Why is it every time someone gets hurt, some ambulance chaser lawyer has to get involved and sue? This is ridiculous. I wasn’t there, so I don’t know what happened, but I remember going to the cemetery as a kid and my dad would not let me climb on the headstones out of RESPECT for the deceased.


In this case, can’t this be chalked up to an accident with no one to blame. Come on, accidents do happen right? Does every accident need to have someone to blame and then sue?


I hope the little girl’s ankle heals up great, but this accident need not end in a law suit.


As someone who knows this family well, the situation was not due to neglect of the family but neglect of the cemetery. The family went to visit the grave of their grandmother on her birthday and also went to find other family graves. The chid simply placed her hand o the stone as she walked by. The morter was so old that the stone fell. Not everyone is sue crazy. This parent witnessed her child get injured and simply wants to cover reasonable medical expenses and keep other visitors to the cemetery safe.


You say the parent simply wants to recover reasonable medical costs. I can assure you the attorney fee alone is going to surpass that cost by many times over.


Did the mother contact the cemetery prior to contacting an attorney? Many properties carry liability insurance for small mishaps. It’s not uncommon for property to be covered with 5 or 10K of liability insurance for nuisances that occur. If this incident occurred on my property, my home owners insurance would have paid 10K for the injury and that was just standard when I purchased the policy. 10K would certainly cover the cost of a broken ankle. I would imagine this family has medical insurance but again if not, what does a broken ankle cost? Certainly not enough to file a law suit , heck they could have taken this to small claims court for $7,500.


Come on. what is reasonable? This family is OBVIOUSLY looking for some BIGGER BUCKS and not just reasonable medical costs. It’s a shame. I’ll leave it at that.


Cindy – depending on whether this little girl had to have surgery on her broken ankle the cost goes sky high. I have been through this process and a broken ankle – for surgery alone – cost over $30,000.00. That does not include every other bill from all the providers/x-rays, anesthesia, etc… orthopedic follow up, physical therapy afterwards.


Surgery, compound fracture, physical therapy? There is nothing in this story about that. It sounds like a simple broken ankle . As for physical therapy, this is a 4 year old, not a 40 year old. We all know how quick kids heal from broken bones. Like I said, did they contact the cemetery prior to retaining an attorney or was it a run for the FREE money excuse?


I call B S!!!! The child didnt “simply” place her hand on it. Come on now….And just because you know this family doesnt change my mind. Your just like them!! Your sue crazy to sue over something like this.
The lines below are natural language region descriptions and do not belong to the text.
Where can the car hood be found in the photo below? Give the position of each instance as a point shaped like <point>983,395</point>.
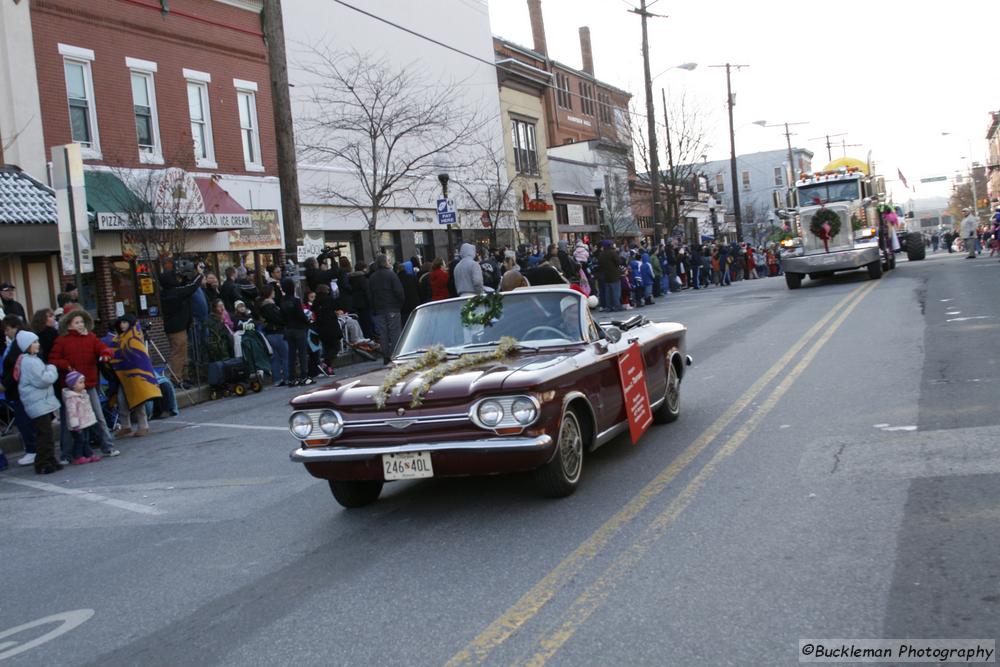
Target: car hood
<point>486,377</point>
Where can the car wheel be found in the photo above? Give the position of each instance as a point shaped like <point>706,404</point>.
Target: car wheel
<point>875,270</point>
<point>670,409</point>
<point>356,493</point>
<point>915,249</point>
<point>559,477</point>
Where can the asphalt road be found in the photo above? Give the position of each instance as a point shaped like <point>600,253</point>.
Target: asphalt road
<point>835,473</point>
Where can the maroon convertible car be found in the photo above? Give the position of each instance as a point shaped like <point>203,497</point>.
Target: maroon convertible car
<point>536,389</point>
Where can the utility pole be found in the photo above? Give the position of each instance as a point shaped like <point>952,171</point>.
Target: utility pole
<point>281,105</point>
<point>829,144</point>
<point>672,213</point>
<point>654,162</point>
<point>732,150</point>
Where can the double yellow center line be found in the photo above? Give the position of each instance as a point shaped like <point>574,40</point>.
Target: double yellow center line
<point>531,603</point>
If the stone was all that unstable and fell from a child simply placing her little hand on it, the laws of physics and gravity would dictate the stone would have fell away from her, not toward her. I don’t believe a small child simply placed her hand on a stone that large and it fell over. I seriously doubt that the mother even saw what happened. She was undoubtedly looking at grave markers while the child was running around climbing on the stones. I would not give them any settlement apart from maybe the actual medical cost and they can pay their own attorney fees out of it.
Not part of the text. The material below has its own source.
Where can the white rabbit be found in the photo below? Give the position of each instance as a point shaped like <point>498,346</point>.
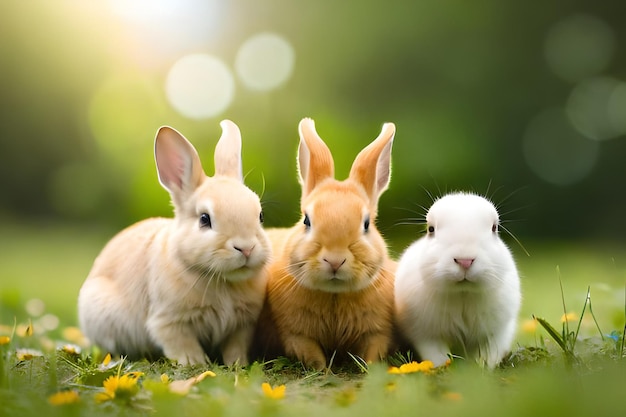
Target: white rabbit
<point>187,286</point>
<point>457,289</point>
They really should have gone about this differently and inquired as to what insurance might have been available from the cemetery . It probably wasn’t enough to satisfy them even though it would have covered the medical bill.


So this family couldn’t have asked the cemetery directly for the covering of “reasonable medical expenses” without contacting a lawyer?
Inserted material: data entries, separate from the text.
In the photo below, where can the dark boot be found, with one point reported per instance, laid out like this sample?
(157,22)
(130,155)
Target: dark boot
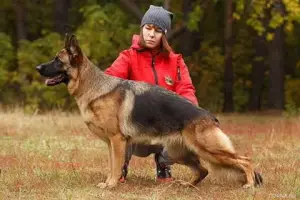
(163,171)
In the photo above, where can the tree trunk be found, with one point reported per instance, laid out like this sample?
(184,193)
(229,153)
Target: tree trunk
(61,15)
(258,72)
(228,71)
(20,11)
(186,39)
(276,84)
Looking for a quick pay day and James McK. to boot!


Generally speaking, the only people getting rich in the lawsuits are lawyers.


If the correct tombstone is shown in the picture, then the child would have had to be standing on it or very close to it, in order for it to hit her on the ankle.


That tombstone must be the one. It say’s Richard Wear on it. I don’t think it fell down all by itself.


It fell down because it was worse for Wear.